Constant Force
Objectives
- Use force diagrams to apply Newton’s laws and correctly predict the acceleration of a cart of mass M on a flat track pulled by a hanging mass m
- Measure the cart’s acceleration with different added masses and hanging masses to test the prediction.
Resources
- Flat dynamics cart track
- Cart with force sensor attached
- Motion Sensor
- Science Workshop interface and DataStudio software
- Datastudio setup file: newtonslaw_motionsensor.ds
- Pulley and string
- Mass hanger and masses
- Heavy mass blocks for carts
Background
Newton’s second law can be used to predict the acceleration, and thus motion, of an object, but it must be applied properly. The law must be applied to each object individually, and all the force acting upon an object must be accounted for to calculate the net force.
Force diagrams are a useful tool for applying Newton’s second law correctly.
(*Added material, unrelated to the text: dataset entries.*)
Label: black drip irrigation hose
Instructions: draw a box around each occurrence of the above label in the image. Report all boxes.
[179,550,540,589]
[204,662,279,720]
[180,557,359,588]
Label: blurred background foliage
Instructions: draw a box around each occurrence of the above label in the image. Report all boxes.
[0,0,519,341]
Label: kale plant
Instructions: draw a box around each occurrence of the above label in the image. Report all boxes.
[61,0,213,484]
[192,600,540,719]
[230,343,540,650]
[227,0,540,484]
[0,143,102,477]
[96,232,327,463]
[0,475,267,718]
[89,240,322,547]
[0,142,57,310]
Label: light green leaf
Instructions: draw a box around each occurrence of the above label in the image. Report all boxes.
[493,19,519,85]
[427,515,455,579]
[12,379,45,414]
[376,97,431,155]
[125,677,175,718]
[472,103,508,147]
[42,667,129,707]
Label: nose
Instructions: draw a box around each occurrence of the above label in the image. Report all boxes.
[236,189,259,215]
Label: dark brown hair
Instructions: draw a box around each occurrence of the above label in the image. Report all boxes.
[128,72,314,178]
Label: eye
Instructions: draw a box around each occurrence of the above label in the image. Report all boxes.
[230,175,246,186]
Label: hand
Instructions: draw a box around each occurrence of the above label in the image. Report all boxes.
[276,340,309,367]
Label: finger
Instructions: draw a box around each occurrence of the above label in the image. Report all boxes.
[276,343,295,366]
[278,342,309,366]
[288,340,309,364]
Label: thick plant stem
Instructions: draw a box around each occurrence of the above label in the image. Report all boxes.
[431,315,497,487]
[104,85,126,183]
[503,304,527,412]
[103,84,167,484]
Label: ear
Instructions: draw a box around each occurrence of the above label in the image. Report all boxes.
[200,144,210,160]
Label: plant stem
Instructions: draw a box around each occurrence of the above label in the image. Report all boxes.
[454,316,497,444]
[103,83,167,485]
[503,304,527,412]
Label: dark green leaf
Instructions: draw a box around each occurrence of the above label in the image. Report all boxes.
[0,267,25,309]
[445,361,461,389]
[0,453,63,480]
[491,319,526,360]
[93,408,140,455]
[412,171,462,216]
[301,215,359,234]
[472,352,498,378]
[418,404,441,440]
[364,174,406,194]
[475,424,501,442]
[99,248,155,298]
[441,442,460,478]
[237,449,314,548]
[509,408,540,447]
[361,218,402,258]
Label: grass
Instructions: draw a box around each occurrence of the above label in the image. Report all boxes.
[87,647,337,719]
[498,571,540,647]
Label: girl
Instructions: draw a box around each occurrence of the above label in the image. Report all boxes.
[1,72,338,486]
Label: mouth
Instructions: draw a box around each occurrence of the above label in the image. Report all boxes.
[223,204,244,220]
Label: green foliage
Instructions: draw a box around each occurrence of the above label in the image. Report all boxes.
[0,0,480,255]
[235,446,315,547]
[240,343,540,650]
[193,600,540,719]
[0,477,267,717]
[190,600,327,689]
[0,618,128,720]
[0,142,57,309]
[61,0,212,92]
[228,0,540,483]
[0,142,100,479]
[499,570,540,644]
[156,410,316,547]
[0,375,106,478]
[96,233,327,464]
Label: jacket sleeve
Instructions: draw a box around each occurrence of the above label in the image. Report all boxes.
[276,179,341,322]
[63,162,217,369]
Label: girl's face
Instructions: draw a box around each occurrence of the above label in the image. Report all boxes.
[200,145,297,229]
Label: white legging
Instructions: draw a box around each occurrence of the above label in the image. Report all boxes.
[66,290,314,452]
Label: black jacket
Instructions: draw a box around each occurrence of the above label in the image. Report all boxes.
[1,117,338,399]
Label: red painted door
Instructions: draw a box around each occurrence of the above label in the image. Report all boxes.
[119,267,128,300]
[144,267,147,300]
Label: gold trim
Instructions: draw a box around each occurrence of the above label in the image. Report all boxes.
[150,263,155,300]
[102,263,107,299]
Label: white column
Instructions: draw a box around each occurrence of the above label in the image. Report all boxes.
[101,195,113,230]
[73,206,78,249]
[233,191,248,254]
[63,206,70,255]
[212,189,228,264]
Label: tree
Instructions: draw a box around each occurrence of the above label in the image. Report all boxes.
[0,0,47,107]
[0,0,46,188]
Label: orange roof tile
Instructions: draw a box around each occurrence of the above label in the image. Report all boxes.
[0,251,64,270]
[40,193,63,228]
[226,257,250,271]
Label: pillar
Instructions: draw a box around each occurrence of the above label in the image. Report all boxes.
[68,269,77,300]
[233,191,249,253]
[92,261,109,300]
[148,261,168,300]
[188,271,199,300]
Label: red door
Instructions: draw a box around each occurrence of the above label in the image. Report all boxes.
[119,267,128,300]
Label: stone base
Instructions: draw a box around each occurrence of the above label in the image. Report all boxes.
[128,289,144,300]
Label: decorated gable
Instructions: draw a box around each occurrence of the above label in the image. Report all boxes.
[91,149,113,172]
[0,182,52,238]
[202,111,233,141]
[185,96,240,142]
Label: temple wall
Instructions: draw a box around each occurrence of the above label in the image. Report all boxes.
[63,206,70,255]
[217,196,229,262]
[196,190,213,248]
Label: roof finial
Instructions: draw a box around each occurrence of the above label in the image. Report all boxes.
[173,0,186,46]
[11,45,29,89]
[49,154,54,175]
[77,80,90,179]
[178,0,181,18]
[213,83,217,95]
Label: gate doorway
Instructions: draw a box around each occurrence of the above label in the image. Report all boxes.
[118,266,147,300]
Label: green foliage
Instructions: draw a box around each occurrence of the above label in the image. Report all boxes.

In the diagram below showing the setup of this experiment, force diagrams have been drawn for the cart and for the hanging mass. Each set of arrows implies its own F_{net}=ma equation, showing the direction and type of force. The tension force T is the reaction force of each object pulling on the other through the string. In this situation, the magnitudes of the accelerations of the two objects are equal since they are connected via the string, making the two force equations simultaneously solvable.
Method
Draw force diagrams as shown above and write an F_{net}=ma for the cart and one for the hanging mass. Solve symbolically for the unknown acceleration a so that it can be predicted for varying cart masses and hanging masses.
Set up the experiment as shown in the image above. Release the cart and measure its acceleration and the applied force (tension) for a range of hanging masses and cart masses, and compare to your predictions.